1 Heat oven to 300°F. Wrap outside bottom and side of 10-inch springform pan with heavy-duty foil. Spray inside of pan with baking spray with flour. Reserve 1/4 cup of the cake mix for filling; set aside. In large bowl, beat remaining cake mix and butter with electric mixer on low speed. Press in bottom and 1 1/2 inches up side of pan.
2 In large bowl, beat reserved 1/4 cup cake mix, the cream cheese, chocolate, sour cream, sugar and food color with electric mixer on medium speed until smooth. Beat in eggs, one at a time, just until blended. Pour over crust.

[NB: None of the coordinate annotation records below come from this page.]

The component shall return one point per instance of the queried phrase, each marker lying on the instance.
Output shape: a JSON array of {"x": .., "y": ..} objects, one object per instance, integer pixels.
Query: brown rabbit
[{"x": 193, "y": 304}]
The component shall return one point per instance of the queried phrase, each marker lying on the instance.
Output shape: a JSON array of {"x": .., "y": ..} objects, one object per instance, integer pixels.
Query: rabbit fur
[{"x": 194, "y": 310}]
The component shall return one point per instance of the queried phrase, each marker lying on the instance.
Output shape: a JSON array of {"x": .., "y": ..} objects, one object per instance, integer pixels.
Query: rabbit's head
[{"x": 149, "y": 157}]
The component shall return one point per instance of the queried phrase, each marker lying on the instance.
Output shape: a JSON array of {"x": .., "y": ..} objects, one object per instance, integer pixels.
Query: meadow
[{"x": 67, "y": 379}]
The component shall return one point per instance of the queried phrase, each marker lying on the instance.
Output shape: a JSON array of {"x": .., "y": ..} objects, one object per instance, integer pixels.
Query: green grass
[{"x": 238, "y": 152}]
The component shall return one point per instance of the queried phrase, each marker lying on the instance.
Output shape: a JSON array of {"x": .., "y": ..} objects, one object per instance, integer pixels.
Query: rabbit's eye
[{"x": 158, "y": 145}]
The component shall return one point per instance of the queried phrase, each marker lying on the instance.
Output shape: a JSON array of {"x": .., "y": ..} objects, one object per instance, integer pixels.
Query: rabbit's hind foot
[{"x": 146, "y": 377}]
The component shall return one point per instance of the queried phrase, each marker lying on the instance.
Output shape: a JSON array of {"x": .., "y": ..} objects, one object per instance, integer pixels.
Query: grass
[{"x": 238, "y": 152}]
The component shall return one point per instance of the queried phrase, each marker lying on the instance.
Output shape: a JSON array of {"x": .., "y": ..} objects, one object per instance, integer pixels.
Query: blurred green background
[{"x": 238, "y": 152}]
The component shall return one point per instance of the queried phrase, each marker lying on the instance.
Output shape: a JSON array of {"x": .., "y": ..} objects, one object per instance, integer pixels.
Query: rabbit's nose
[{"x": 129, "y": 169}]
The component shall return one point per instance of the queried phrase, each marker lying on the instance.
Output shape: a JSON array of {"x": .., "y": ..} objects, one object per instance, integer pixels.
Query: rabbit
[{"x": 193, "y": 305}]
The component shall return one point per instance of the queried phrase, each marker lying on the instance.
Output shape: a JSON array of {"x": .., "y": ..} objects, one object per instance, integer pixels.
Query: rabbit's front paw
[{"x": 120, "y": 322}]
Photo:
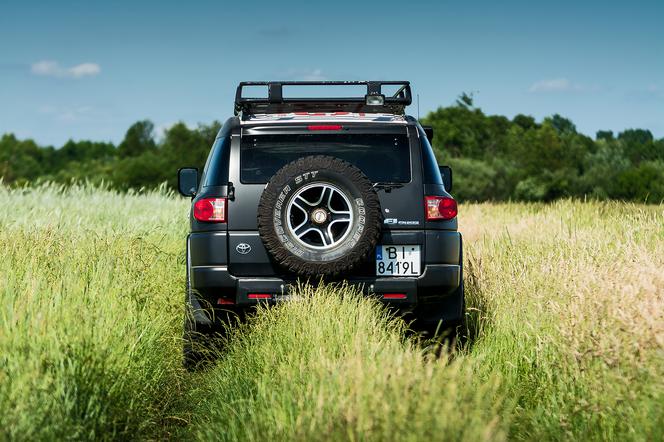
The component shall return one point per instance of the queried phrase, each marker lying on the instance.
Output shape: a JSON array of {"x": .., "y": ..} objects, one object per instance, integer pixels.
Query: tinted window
[
  {"x": 382, "y": 157},
  {"x": 429, "y": 163},
  {"x": 216, "y": 168}
]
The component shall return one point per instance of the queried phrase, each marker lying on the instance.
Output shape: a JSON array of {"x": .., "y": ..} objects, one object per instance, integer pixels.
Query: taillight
[
  {"x": 440, "y": 207},
  {"x": 325, "y": 127},
  {"x": 211, "y": 210}
]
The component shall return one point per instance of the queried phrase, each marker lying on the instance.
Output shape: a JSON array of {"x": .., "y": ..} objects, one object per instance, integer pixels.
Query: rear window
[{"x": 384, "y": 158}]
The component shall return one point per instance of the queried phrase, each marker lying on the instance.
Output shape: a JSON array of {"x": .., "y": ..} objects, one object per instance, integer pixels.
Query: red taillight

3 Bake 1 hour 5 minutes to 1 hour 15 minutes or until edge of cheesecake is set at least 2 inches from edge of pan but center of cheesecake still jiggles slightly when moved. Turn off oven; open oven door 4 inches. Leave cheesecake in oven 30 minutes. Remove from oven and cool in pan on cooling rack 30 minutes. Refrigerate 6 hours or overnight. Run small metal spatula around edge of pan; remove side of pan. Pipe whipped topping around outer edge of cheesecake. Store covered in refrigerator.